表具では、工程ごとに異なる性質を持つ和紙が使い分けられます。
工程ごとに要求される特性を持った和紙を、表具師は目的に応じて選び分けます。
ここでは、表装工程の中で特に重要となる和紙と、その役割を紹介します。
原料は楮(こうぞ)で、岐阜県南部を中心に漉かれており、その名称も産地名に由来します。
表装に用いられる薄美濃紙には、比較的安価なものから最高級品まで幅があり、原料を楮のみとし、伝統的な製法で漉かれたものは「生漉き」と呼ばれます。 なかでも、伝統的な用具と技法を用い、那須地方産の楮のみで漉かれる「本美濃紙」は、重要無形文化財に指定されています。
薄美濃紙は、乾湿による伸縮が少なく、強度に優れ、紙面が均一で美しいことが特徴です。 こうした性質から、表装では作品(本紙)に最初に施す裏打ちである「肌裏打ち」に多く用いられます。

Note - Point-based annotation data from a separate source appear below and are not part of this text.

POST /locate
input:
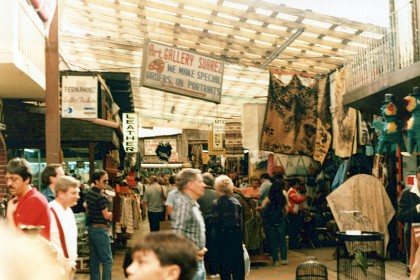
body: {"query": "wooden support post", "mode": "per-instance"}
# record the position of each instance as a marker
(52, 94)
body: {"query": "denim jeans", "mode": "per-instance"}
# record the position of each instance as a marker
(277, 238)
(100, 253)
(154, 219)
(201, 272)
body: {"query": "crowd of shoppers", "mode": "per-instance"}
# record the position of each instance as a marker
(207, 219)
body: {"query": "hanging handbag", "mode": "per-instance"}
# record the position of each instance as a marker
(290, 169)
(313, 168)
(300, 167)
(278, 167)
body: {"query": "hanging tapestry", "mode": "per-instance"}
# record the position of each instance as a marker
(361, 203)
(233, 138)
(323, 136)
(290, 118)
(344, 121)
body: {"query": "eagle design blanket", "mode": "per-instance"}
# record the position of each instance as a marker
(290, 121)
(361, 203)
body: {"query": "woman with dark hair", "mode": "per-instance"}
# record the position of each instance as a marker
(228, 225)
(274, 213)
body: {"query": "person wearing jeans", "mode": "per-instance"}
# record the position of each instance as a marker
(274, 210)
(99, 218)
(100, 253)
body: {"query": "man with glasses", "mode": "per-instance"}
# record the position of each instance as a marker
(50, 174)
(28, 206)
(99, 218)
(187, 219)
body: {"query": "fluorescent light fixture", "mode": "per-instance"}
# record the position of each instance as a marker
(276, 53)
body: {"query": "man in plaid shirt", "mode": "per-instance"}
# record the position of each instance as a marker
(187, 218)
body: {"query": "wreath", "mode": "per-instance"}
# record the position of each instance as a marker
(163, 151)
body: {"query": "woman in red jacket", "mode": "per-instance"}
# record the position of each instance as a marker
(296, 200)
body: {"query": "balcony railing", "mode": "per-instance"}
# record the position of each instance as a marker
(22, 51)
(383, 51)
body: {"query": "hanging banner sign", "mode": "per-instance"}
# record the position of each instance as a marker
(211, 141)
(218, 130)
(79, 97)
(150, 145)
(219, 126)
(130, 132)
(181, 72)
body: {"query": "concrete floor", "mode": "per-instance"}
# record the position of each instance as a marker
(394, 270)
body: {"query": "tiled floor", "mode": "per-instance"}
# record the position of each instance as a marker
(394, 270)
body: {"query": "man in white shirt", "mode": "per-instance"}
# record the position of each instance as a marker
(63, 223)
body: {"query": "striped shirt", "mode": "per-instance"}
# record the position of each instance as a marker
(188, 220)
(96, 202)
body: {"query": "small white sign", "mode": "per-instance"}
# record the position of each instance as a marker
(79, 97)
(130, 132)
(150, 146)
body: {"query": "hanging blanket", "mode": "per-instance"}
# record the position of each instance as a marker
(344, 121)
(290, 118)
(361, 203)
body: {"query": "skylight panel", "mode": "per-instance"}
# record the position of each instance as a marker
(197, 9)
(344, 29)
(165, 2)
(262, 43)
(235, 6)
(277, 27)
(287, 17)
(160, 11)
(227, 16)
(332, 39)
(263, 12)
(316, 23)
(241, 38)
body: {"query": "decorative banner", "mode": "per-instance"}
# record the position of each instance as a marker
(79, 97)
(151, 145)
(211, 150)
(182, 72)
(218, 130)
(130, 132)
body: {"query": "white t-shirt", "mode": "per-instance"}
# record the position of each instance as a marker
(68, 223)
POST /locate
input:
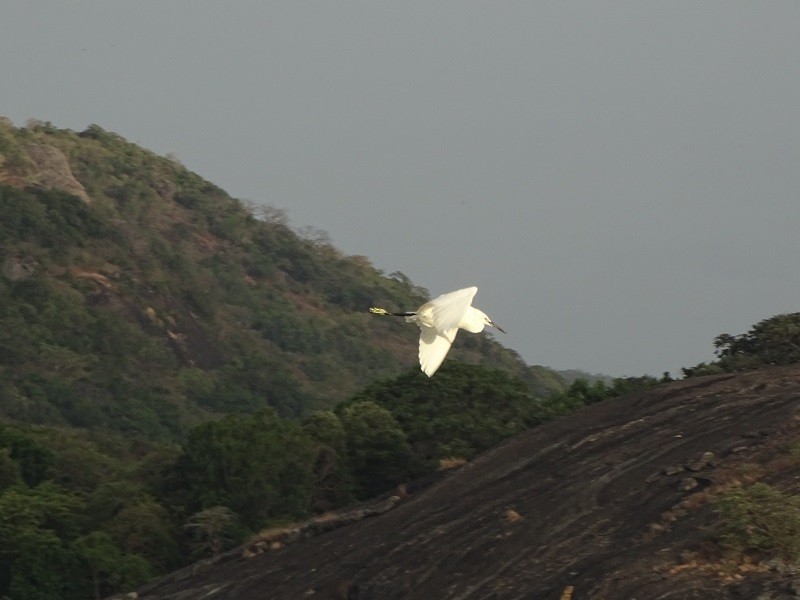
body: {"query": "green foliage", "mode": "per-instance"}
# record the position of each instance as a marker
(130, 324)
(110, 569)
(380, 456)
(760, 518)
(211, 530)
(333, 484)
(259, 466)
(464, 410)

当店では、肌裏打ちに適した品質の生漉き美濃紙を選び、用途に応じて使用しています。
原料は楮(こうぞ)で、奈良県吉野地方で漉かれ、三栖紙とも呼ばれます。
この紙は、肌裏打ちを終えた作品(本紙)にしなやかさを与えつつ、厚みを調整する「増裏」と呼ばれる裏打ちに用いられます。
美栖紙の製造上の特徴として、紙を漉く前に胡粉(貝殻を砕いた粉)を加える工程があります。 さらに、漉き上げた湿紙を直接干板に伏せて乾燥させる点も、伝統的な製法として挙げられます。 こうした伝統工法で造られたものは「本美栖紙」と呼ばれ、特殊な技法のため小さな判しか作ることができず、非常に高価な紙です。
一方、吉野地方以外で漉かれたものは「美須紙」と表記されます。
当店での増裏は、主に美須紙を用いて行っていますが、用途に見合った品質のものを選び、決して安価な紙は使用しておりません。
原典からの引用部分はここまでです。